Di Mana Rasa Sakit Kolesterol Tinggi Itu Terasa?

Ketika banyak orang mendengar kata "kolesterol tinggi", yang langsung terbayang adalah penyakit jantung. Tapi sebenarnya, kolesterol tinggi sendiri jarang menunjukkan gejala spesifik di awal. Masalahnya baru terasa saat sudah menimbulkan komplikasi serius.

Kolesterol jahat, atau yang dikenal sebagai Low Density Lipoprotein (LDL), jika terlalu tinggi dapat menumpuk di dinding pembuluh darah. Tumpukan ini membentuk plak yang menyempitkan aliran darah. Proses inilah yang disebut aterosklerosis—kondisi yang berbahaya karena bisa menghambat suplai darah ke jantung dan otak.

Gejala baru muncul saat aliran darah mulai terganggu. Salah satu tanda yang paling umum adalah nyeri dada atau angina. Rasa nyeri ini bisa terasa seperti ditekan, ditindih, atau bahkan menjalar ke lengan, leher, atau rahang. Ini adalah sinyal bahwa jantung tidak mendapatkan cukup oksigen. Jika dibiarkan, kondisi ini bisa memicu serangan jantung atau stroke.
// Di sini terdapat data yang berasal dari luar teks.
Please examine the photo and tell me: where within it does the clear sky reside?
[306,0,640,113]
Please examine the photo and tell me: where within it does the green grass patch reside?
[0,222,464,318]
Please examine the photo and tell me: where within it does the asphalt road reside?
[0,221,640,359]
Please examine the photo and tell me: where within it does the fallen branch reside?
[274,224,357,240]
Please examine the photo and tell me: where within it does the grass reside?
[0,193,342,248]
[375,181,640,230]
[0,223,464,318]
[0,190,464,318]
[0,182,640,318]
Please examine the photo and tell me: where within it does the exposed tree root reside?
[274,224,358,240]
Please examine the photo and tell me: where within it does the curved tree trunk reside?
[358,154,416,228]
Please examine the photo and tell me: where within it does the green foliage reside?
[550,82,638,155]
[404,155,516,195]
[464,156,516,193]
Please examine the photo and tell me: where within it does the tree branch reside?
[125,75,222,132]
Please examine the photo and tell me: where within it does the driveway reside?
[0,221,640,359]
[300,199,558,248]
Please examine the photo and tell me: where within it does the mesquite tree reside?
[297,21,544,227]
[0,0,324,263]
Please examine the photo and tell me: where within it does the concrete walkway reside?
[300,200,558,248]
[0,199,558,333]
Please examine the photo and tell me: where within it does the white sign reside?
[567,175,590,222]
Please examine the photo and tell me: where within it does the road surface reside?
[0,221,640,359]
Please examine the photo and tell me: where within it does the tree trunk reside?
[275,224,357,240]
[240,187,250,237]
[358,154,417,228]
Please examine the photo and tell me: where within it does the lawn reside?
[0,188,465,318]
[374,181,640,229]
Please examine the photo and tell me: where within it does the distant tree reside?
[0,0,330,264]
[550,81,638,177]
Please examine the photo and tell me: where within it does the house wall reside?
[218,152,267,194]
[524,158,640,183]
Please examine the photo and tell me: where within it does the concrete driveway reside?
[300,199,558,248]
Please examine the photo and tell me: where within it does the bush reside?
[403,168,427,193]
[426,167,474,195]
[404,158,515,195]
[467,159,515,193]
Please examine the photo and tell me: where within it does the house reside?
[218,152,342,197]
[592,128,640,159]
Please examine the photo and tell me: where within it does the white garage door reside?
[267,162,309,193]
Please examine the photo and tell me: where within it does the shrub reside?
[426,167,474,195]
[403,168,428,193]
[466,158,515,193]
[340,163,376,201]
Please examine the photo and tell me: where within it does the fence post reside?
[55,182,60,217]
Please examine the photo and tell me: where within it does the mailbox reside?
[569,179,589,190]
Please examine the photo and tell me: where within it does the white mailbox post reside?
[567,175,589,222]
Yang perlu diingat, kolesterol tinggi sering kali "diam" selama bertahun-tahun tanpa gejala. Banyak orang baru menyadari kondisinya setelah melakukan cek darah rutin atau mengalami masalah jantung. Maka dari itu, pola makan sehat, olahraga teratur, dan pemeriksaan berkala sangat penting—terutama bagi mereka yang memiliki faktor risiko seperti riwayat keluarga, obesitas, atau diabetes.

Kesimpulannya, kolesterol tinggi tidak langsung "sakit" di satu tempat. Tapi ketika sudah menyebabkan penyumbatan, rasa sakit paling sering dirasakan di dada. Jangan tunggu sakit muncul—awasi kolesterol sejak dini.